Recently I've been having issues with my computer shutting down on it's own. When I restart it (usually takes 5-10 minutes before it'll actually start up again) it tells me overclocking failed, and then asks whether I want to enter setup or to just boot normally. So far, I have just been booting normally. My question is, however, why does it say I am overclocking? I have never gone into the BIOS to change the clock settings (heck, I'm not brave enough. I don't know enough about that stuff to risk messing with it) so why all of a sudden would it be having an over clock failure when I never set it to overclock in the first place? The only thing I can think of is when I purchased the computer (about 4 years ago) the person who built the system (it wasn't a manufacturer deal, but a small computer shop in which one of the workers built it to see what he could come up with) he set the system to overclock and failed to inform me of this.

Frankly, I'm starting to worry here. If my computer has been overclocking for 4 years now, what kind of damage could have been done to it? How can I go about changing the settings back to what they would normally be? I don't want to risk any more damage to the computer, as it's the only one I have and I really don't have the capability to buy another one, or even just have this one examined by a professional. If I can't fix it myself, then there really is no fixing it and I'm out of a computer for the foreseeable future. Any help would be greatly appreciated!

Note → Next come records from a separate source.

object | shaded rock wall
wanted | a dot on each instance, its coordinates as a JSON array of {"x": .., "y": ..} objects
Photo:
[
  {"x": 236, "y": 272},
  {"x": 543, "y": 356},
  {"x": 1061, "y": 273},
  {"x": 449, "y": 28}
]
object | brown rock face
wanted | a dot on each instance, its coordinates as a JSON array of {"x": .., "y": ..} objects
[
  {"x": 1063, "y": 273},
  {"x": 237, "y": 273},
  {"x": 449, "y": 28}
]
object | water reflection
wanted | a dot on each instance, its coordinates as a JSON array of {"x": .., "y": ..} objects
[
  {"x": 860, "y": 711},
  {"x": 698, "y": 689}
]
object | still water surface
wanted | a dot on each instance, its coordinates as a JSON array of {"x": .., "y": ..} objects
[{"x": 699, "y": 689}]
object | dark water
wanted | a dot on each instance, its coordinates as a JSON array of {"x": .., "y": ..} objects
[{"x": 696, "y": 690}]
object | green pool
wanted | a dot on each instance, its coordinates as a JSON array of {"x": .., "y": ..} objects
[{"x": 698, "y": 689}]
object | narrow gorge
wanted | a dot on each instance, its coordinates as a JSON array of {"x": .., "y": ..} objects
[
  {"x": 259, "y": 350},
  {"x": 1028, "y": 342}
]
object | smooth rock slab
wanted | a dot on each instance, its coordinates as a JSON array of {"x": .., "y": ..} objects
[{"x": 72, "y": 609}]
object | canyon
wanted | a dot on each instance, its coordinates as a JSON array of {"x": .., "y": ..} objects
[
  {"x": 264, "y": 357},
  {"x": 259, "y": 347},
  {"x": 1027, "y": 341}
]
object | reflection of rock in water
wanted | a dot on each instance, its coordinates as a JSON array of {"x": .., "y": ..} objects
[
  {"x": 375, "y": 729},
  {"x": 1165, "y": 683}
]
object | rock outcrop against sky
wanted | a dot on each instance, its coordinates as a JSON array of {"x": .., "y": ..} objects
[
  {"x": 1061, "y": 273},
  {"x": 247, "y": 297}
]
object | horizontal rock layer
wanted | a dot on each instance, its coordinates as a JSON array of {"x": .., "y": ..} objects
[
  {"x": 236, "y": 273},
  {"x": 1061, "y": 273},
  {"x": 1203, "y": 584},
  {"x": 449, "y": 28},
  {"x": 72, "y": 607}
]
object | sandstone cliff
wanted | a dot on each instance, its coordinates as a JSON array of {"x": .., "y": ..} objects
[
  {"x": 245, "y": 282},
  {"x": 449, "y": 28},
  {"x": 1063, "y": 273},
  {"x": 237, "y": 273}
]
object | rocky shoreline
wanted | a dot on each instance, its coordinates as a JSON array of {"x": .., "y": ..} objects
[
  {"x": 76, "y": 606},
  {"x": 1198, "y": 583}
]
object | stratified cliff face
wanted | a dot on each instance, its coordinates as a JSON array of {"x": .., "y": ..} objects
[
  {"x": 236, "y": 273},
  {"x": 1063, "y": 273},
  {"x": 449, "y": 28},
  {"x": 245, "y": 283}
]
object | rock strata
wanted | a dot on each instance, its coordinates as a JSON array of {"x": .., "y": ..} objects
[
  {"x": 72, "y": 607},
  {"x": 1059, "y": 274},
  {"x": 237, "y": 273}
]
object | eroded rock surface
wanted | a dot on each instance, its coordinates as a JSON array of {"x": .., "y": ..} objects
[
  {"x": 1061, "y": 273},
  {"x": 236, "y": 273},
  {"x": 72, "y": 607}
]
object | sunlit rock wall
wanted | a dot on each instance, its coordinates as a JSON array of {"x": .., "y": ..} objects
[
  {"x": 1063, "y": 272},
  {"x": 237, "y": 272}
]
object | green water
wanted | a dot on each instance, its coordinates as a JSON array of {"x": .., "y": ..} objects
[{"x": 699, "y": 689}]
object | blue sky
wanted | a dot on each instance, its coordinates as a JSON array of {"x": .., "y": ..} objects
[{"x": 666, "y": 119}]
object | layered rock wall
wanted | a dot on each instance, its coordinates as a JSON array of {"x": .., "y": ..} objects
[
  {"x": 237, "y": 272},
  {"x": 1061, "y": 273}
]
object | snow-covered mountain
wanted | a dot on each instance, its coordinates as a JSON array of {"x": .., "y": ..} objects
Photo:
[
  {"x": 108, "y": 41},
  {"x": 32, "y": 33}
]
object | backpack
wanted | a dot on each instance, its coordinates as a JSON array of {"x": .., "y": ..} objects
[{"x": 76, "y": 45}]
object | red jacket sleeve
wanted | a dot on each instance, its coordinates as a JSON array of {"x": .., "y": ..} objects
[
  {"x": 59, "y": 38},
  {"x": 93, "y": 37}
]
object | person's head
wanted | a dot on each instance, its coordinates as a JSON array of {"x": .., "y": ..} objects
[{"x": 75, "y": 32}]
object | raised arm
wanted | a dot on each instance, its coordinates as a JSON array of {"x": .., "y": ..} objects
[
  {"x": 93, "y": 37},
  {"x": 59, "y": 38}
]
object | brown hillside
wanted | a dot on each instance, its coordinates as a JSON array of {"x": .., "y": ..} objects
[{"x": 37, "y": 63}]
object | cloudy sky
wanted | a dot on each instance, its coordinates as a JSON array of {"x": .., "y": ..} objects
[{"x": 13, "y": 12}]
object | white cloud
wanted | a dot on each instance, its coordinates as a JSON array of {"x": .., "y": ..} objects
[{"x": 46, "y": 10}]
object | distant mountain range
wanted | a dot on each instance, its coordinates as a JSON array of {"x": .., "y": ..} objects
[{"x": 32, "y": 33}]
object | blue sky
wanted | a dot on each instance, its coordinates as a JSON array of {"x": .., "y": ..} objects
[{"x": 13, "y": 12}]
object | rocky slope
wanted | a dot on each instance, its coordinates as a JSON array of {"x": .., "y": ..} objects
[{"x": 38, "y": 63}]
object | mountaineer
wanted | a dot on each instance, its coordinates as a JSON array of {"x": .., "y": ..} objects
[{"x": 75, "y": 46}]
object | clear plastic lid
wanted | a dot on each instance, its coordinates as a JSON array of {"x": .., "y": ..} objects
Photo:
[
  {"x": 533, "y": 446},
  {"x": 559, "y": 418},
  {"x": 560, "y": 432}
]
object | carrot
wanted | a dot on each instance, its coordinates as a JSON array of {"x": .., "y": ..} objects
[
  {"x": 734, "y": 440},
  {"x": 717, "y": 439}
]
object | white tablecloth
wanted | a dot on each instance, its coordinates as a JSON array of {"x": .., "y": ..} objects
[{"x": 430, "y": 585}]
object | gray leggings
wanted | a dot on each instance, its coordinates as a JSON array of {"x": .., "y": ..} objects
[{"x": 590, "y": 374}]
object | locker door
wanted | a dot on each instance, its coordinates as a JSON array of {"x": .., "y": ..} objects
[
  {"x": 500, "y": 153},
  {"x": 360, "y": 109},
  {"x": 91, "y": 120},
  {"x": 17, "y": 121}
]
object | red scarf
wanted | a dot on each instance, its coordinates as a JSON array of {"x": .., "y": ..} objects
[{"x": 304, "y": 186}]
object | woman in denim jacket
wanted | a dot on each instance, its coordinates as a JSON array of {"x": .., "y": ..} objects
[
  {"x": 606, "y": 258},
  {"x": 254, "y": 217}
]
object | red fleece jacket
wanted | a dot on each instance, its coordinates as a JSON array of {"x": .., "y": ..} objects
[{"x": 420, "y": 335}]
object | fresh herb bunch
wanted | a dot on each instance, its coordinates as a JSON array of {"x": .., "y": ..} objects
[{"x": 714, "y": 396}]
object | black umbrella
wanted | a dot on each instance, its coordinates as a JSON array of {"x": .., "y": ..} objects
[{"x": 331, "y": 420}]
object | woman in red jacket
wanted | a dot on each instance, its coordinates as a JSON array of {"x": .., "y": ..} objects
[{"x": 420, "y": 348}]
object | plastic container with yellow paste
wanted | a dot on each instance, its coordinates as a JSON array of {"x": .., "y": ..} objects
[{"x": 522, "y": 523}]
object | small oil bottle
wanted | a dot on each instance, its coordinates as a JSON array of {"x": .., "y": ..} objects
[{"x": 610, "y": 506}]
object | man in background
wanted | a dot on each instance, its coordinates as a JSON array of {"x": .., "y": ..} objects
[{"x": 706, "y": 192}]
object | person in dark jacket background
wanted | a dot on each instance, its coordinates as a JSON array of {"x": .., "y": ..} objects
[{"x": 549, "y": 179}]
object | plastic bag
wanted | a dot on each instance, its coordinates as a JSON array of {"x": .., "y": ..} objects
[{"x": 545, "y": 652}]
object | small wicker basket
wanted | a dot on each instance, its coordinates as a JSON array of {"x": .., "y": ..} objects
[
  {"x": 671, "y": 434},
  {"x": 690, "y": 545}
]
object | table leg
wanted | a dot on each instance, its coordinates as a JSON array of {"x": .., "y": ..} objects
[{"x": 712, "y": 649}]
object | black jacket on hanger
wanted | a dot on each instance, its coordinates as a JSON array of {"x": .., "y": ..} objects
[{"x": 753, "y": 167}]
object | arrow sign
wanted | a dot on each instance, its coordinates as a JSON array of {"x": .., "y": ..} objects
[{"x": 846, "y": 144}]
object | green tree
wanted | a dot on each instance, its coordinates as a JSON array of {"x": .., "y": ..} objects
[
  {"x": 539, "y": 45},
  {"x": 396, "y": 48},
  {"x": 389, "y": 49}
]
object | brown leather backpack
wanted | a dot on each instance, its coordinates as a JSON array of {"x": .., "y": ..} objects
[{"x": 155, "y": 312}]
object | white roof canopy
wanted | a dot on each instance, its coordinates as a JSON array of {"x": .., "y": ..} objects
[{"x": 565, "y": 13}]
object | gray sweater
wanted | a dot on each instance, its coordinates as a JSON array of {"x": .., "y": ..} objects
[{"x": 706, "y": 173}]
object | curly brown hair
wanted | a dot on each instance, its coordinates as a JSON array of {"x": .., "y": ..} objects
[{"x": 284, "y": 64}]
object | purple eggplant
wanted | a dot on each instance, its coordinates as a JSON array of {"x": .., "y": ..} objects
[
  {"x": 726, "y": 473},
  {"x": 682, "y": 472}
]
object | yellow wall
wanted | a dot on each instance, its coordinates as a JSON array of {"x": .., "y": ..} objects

I can provide any information you may need, so long as you tell me how to get it for you . The current operating system is Windows XP (I believe it's the home edition). I know I have a gig of RAM and my HD is 120 gigs, but what kind of components they are, I couldn't tell you. If you can guide me to getting the information for you, I'll gladly share it.

Thanks in advance, 

Jay


----------



## MonsterMiata (Jan 5, 2010)

Download Cpuid. Just google it. Then take a screen shot of the main page thats up and post it here.


----------



## greenbrucelee (Apr 24, 2007)

you may have a power problem either power supply or cmos battery. Try a cmos reset


----------



## gameamper (Mar 25, 2010)

MonsterMiata said:


> Download Cpuid. Just google it. Then take a screen shot of the main page thats up and post it here.












Hope that's what you were asking for... >.<



> you may have a power problem either power supply or cmos battery. Try a cmos reset


I would, except I have no idea how to do that...


----------



## MonsterMiata (Jan 5, 2010)

Everything seems fine. You need to open up your case with the psu unplugged. Look for the little tiny battery and pull it out for a couple seconds then put it back in.


----------